Under President Donald Trump and Health and Human Services Secretary Robert F. Kennedy Jr., the reach of the Food and Drug Administration is being scaled back by executive fiat. Reporting indicates that the FDA is suspending inspections that help ensure the safety of the nation’s food, amid broader staff cuts at HHS imposed by the new administration. Reuters recently reported that, among the inspections paused, the FDA “is suspending a quality control program for testing of fluid milk and other dairy products due to reduced capacity in its food safety and nutrition division.” More specifically, “the agency suspended its proficiency testing program for Grade ‘A’ raw milk and finished products.”
It is only thanks to the power of the federal government that the United States has historically enjoyed safe food. Thanks to the efforts of an array of agencies, such as the Food and Drug Administration and the Agriculture Department’s Food Safety and Inspection Service, we can reliably trust that the food we buy is safe and, if not, know about any outbreaks or recalls.
While some reformers succeeded in creating local agencies, by the 1920s, milk had earned a dangerous reputation.
It was not always like this and milk is the perfect food to show why. The dairy industry started off selling so-called “swill milk” to urban consumers in the mid-1800s. Such milk came from city-based dairy cows fed on mash and leftovers from nearby distillers and brewers. Reformers at the local and state levels campaigned for the construction of local milk regulators and against swill milk, because they feared its corrupting influence and low-grade grains in the feed.
While some reformers succeeded in creating local agencies, by the 1920s, milk had earned a dangerous reputation. Dairies spread dysentery, typhoid fever, scarlet fever, diphtheria and — most of all — bovine tuberculosis. Scientists at one of the precursors to the U.S. Centers for Disease Control and Prevention even worried that milk was more dangerous than ever, with one writing, “Milk is second in importance only to water as a vehicle of disease transmission.”
Out of Alabama, a plan emerged from a cooperative program organized by the state Board of Health and the public health service to begin coordinating the local, state and federal regulations into one inspection system. Their reasons included the failure of the current patchwork system, the failure to align regulatory standards, the ability of the dairy industry to overpower the fragmented inspection system and the necessity of milk being pasteurized to kill harmful bacteria. By the end of the 1920s, the federal government began to build just such a coordinated system. Out of these efforts was born the use of grading, including grade A, as well as the unpasteurized but still regulated raw milk sector.
The White House’s justification for scaling back federal authority is that the states will pick up the slack and take charge of their own consumer marketplaces. But historical examples show why a patchwork system of ad hoc state and local regulations was ineffective at ensuring milk was healthy.

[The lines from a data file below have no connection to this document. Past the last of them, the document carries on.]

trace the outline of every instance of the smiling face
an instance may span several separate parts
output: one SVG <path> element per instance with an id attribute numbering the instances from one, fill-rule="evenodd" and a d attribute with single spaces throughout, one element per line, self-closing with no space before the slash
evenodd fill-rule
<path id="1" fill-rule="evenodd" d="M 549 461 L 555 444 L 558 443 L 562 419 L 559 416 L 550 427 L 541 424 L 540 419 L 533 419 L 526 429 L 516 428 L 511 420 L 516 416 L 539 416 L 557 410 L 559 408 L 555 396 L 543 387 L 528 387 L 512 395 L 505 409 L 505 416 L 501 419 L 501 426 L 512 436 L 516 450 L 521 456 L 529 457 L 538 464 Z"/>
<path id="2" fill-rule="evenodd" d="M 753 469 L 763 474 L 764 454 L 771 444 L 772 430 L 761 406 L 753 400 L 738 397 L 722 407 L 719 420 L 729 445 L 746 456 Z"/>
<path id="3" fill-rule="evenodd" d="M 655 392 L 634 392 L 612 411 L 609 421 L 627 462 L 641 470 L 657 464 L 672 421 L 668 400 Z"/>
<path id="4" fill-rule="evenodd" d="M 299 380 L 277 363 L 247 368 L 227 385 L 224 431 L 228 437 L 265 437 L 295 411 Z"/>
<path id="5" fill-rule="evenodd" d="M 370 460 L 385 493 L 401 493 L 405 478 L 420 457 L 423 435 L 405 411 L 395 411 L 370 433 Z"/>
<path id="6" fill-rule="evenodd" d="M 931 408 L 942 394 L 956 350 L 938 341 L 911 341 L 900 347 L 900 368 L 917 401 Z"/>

As of 1938, when the national inspection system had not yet fully come together, milk was responsible for 25% of all foodborne disease outbreaks. In the subsequent three decades, the dairy inspection system grew in fits and starts, particularly during World War II and the Korean War. By 1965, that number had declined to 2.5%. That year, the federal government formally united milk inspection and created a unified standard for inspecting dairy products.
Milk regulations united the efforts of the federal government’s fragmented system to protect consumers.
The unified federal milk ordinance finally allowed the country to tackle a long-simmering problem. Milk is not only a perfect vector for bacteria to thrive, but it is also an excellent way for agricultural and industrial toxins to get into the food system and into the bodies of the people who consume milk, particularly children. No toxin was more feared at that time than residues of DDT, the once-formidable chemical that had ushered in a whole new chemical age in farming In 1965, the federal government forced all milk inspections to also test for pesticide residues. States like California had spent years trying to hammer out their own DDT regulations, but only federal power was able to force producers’ compliance.